MCHE Common Book

The Counterfeit Countess: The Jewish Woman Who Rescued Thousands of Poles During the Holocaust
by Elizabeth B. White & Joanna Sliwa

February 20, 2025 – 6:30 PM on Zoom
The public is invited to join MCHE Historian Dr. Shelly Cline for a discussion of the book with authors Elizabeth B. White and Joanna Sliwa.

The astonishing story of Dr. Josephine Janina Mehlberg—a Jewish mathematician who saved thousands of lives in Nazi-occupied Poland by masquerading as a Polish aristocrat—drawing on Mehlberg’s own unpublished memoir.

The Counterfeit Countess tells, for the first time, the astonishing story of Jewish mathematician Dr. Josephine Janina Mehlberg, who rescued some ten thousand Poles while posing as “Countess Janina Suchodolska” in the midst of the Holocaust in German-occupied Poland. Drawing on Mehlberg’s unpublished memoir and their prodigious research, professional historians and Holocaust experts Elizabeth White and Joanna Sliwa create a riveting narrative that recounts Mehlberg’s extraordinary achievements within the context of the terror and suffering inflicted on Poland by its Nazi occupiers during World War II.


Mehlberg operated in Lublin, Poland, headquarters of Aktion Reinhard, the SS operation that murdered 1.7 million Jews in occupied Poland. Using the identity papers of an aristocrat, she worked as a welfare official while also serving in the Polish resistance. With guile, cajolery, and steely persistence, the “Countess” persuaded SS officials to release thousands of Poles from Majdanek concentration camp and won permission to deliver food and medicine for thousands more of the camp’s prisoners. At the same time, she personally smuggled supplies and messages to resistance fighters imprisoned at Majdanek, where 63,000 Jews were murdered in gas chambers and shooting pits. Incredibly, although the Gestapo tried to trap her, she eluded detection and the torture and execution that would have followed, ultimately surviving the war and eventually emigrating to the US.

Dr.
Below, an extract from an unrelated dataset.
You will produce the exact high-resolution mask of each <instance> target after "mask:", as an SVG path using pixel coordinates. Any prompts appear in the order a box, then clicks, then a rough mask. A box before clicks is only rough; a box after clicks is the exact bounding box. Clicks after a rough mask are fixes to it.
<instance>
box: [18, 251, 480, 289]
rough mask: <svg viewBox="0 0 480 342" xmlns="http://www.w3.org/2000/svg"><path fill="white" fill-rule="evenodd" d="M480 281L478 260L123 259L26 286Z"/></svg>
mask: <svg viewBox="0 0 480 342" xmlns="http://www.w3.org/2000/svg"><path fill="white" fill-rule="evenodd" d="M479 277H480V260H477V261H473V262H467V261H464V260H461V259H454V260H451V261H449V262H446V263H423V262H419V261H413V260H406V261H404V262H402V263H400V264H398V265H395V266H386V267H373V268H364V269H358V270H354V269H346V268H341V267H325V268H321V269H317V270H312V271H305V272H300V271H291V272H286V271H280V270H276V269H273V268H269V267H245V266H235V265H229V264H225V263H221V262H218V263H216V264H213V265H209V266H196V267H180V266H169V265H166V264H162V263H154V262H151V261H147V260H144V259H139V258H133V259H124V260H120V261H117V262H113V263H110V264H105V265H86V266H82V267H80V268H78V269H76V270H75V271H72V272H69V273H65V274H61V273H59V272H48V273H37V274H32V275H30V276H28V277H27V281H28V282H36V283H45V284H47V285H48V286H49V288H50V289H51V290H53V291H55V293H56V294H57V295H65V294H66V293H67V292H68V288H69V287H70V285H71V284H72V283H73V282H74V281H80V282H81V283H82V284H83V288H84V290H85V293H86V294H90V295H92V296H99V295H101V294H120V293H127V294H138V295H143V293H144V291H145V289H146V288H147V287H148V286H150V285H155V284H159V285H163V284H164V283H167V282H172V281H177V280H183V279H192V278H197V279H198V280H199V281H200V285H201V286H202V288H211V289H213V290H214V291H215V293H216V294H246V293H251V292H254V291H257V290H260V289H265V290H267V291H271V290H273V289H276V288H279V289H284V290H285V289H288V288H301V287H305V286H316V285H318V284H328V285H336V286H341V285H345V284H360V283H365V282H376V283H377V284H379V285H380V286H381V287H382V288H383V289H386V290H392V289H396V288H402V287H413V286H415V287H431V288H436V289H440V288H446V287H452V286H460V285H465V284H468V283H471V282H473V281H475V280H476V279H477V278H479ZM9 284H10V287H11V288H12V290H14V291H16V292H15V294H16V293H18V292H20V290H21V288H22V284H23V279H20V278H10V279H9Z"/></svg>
Elizabeth “Barry” White recently retired from the United States Holocaust Memorial Museum, where she served as historian and as Research Director for the USHMM’s Center for the Prevention of Genocide. Prior to working for the USHMM, Barry spent a career at the US Department of Justice working on investigations and prosecutions of Nazi criminals and other human rights violators. She served as deputy director and chief historian of the Office of Special Investigations and as deputy chief and chief historian of the Human Rights and Special Prosecutions Section.

Dr. Joanna Sliwa is a historian at the Conference on Jewish Material Claims Against Germany (Claims Conference) in New York, where she also administers academic programs. She previously worked at the American Jewish Joint Distribution Committee, and at the Museum of Jewish Heritage—A Living Memorial to the Holocaust. She has taught Holocaust and Jewish history at Kean University and at Rutgers University and has served as a historical consultant and researcher, including for the PBS film In the Name of Their Mothers: The Story of Irena Sendler. Her first book, Jewish Childhood in Kraków: A Microhistory of the Holocaust won the 2020 Ernst Fraenkel Prize awarded by the Wiener Holocaust Library.